What I see from here is that, this man don't have love for her at all. Was he like that all along or he just started to behave this way recently?

To be frank, if I were your friend, I won't hesitate to divorce him immediately for the sake of the child. Because, I won't want my child to be like him.
 

dolliepollie

New Member
well.. thanks for all the replies.. but today im totally speechless.

the guy talk things out with her.. with some kinda terms and conditions.

AND she AGREES with it..

guess my gf really loves him alot. she say maybe when the baby is out he will pay more attention to her..

well.. maybe like wad you say.. there are things that happen between the couple dat i might not know.. so if its her choice den let it be.. :)
 

lisa_ng

Active Member
marriage is so easily done with one signature.

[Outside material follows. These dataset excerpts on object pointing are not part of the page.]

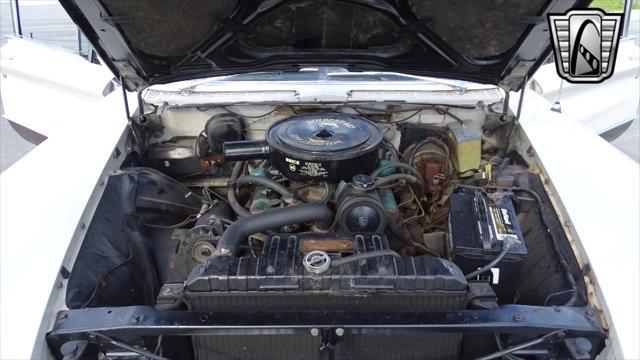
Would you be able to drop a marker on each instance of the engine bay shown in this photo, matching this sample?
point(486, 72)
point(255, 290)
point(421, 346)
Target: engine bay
point(346, 210)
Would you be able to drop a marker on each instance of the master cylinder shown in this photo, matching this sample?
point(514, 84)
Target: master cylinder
point(466, 146)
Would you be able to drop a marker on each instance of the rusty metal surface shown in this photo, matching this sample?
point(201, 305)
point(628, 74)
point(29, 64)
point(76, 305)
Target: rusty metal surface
point(328, 245)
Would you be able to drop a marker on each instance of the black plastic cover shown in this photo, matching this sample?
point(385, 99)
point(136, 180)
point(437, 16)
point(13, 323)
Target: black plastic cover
point(324, 147)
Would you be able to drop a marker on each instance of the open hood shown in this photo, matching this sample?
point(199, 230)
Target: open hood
point(148, 42)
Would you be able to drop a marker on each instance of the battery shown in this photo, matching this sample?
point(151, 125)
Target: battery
point(478, 228)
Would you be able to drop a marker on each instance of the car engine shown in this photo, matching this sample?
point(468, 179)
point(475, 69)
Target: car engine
point(356, 210)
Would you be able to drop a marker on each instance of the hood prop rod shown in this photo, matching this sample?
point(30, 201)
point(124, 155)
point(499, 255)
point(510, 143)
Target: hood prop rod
point(516, 121)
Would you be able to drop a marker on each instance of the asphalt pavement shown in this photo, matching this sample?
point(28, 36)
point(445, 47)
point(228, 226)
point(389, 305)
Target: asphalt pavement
point(45, 20)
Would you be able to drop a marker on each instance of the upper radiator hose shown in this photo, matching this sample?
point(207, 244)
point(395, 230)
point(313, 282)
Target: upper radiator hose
point(229, 243)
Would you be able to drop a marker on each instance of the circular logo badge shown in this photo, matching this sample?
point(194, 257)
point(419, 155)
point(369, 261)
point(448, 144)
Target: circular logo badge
point(316, 261)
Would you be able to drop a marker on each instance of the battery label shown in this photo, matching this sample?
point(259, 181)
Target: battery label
point(503, 223)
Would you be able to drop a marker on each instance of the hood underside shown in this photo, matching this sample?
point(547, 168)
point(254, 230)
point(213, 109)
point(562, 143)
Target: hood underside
point(148, 42)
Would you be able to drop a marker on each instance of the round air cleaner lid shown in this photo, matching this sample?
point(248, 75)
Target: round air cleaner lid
point(332, 136)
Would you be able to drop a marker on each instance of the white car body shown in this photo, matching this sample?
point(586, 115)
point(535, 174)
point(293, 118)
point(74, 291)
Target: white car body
point(50, 194)
point(585, 104)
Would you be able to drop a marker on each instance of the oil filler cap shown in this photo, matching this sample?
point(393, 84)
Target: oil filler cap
point(316, 262)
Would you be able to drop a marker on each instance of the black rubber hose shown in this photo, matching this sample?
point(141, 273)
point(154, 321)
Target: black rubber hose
point(505, 249)
point(414, 152)
point(234, 235)
point(395, 177)
point(266, 182)
point(556, 248)
point(231, 194)
point(400, 165)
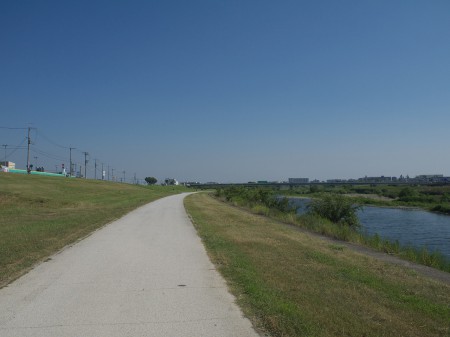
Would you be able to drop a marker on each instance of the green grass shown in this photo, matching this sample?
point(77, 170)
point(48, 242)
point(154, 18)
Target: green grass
point(293, 284)
point(41, 215)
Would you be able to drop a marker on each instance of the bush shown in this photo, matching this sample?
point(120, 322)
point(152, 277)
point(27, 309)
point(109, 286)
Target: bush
point(336, 208)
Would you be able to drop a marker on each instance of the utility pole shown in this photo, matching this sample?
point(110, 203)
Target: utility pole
point(28, 152)
point(85, 163)
point(5, 145)
point(71, 165)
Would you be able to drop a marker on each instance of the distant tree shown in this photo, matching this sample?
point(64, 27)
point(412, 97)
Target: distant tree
point(151, 180)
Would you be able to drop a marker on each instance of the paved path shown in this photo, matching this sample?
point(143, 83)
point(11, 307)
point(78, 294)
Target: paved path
point(146, 274)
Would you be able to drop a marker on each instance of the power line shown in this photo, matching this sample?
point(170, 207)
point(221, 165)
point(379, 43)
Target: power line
point(51, 141)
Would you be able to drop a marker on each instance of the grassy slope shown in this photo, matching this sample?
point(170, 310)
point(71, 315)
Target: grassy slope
point(40, 215)
point(293, 284)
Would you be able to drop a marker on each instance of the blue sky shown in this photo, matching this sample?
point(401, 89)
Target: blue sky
point(229, 91)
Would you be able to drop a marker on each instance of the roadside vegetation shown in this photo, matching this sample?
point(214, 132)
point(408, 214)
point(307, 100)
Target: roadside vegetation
point(330, 214)
point(292, 283)
point(435, 198)
point(41, 215)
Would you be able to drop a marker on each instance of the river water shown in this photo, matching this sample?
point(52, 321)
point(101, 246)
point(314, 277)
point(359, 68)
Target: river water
point(410, 227)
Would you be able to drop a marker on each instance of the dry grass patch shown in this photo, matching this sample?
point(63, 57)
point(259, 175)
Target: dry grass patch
point(295, 284)
point(40, 215)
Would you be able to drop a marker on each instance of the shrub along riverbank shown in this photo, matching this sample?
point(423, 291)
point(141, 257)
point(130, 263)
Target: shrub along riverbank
point(40, 215)
point(291, 283)
point(431, 198)
point(332, 215)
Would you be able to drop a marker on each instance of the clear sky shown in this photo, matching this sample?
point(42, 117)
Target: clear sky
point(231, 90)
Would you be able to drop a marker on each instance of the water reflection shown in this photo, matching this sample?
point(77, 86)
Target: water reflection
point(410, 227)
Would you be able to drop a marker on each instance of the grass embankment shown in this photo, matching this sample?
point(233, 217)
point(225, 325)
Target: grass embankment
point(294, 284)
point(40, 215)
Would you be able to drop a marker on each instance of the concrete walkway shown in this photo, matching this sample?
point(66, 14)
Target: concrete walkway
point(146, 274)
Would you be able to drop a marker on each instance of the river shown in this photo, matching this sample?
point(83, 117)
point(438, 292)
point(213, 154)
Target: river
point(411, 227)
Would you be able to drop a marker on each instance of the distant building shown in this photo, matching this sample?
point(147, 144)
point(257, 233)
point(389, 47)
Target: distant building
point(331, 181)
point(298, 180)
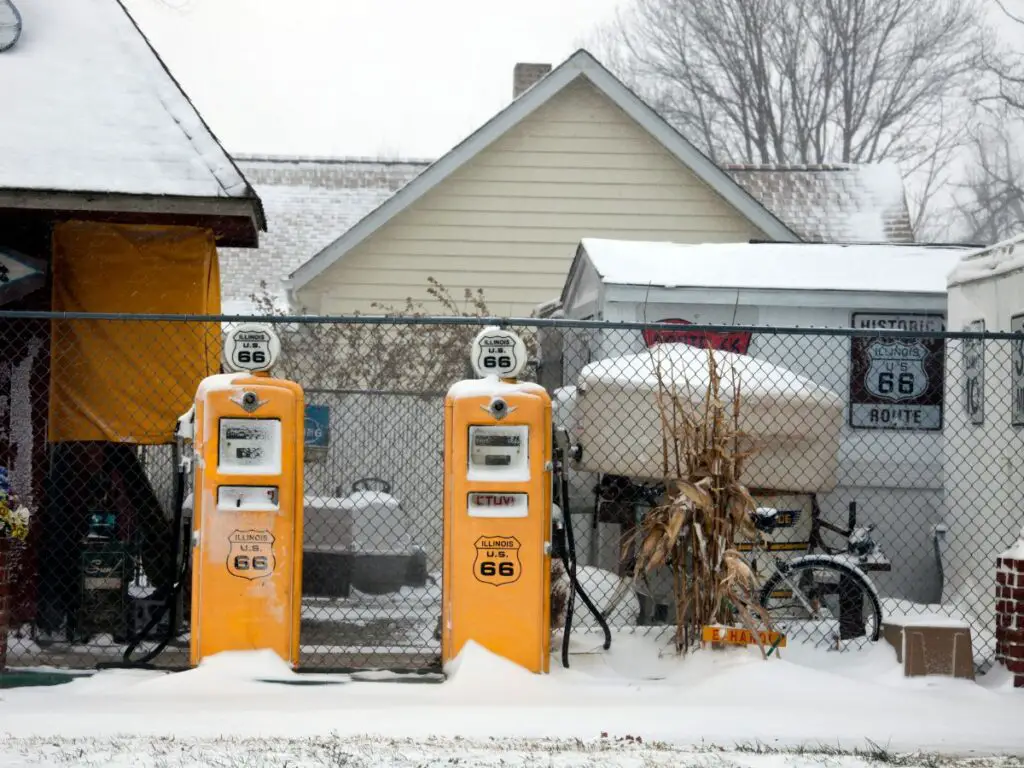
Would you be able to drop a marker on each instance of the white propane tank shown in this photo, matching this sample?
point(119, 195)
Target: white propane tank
point(380, 525)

but to divorce takes a lot of effort, time and money.
most of all is the feelings that you have invested.
 

VroomVroomBoys

Alpha Male
lisa_ng said:
marriage is so easily done with one signature.

but to divorce takes a lot of effort, time and money.
most of all is the feelings that you have invested.
My happy family now is from a 2nd marriage ... yes, I was also a divorcee once.

Looking back, I have totally NO REGRETS with cutting losses on the time, money & emotions all wrongly invested.
Maybe my decision was so much easier becoz we didn't have any children ... but I simply believe in 长痛不如短痛.

That's why I am more than willing to give anyone (including strangers from this forum) that needed push ... if you tell me you know there is something wrong in your relationship ... & that it's still not improving, even after you've tried working on it repeatedly.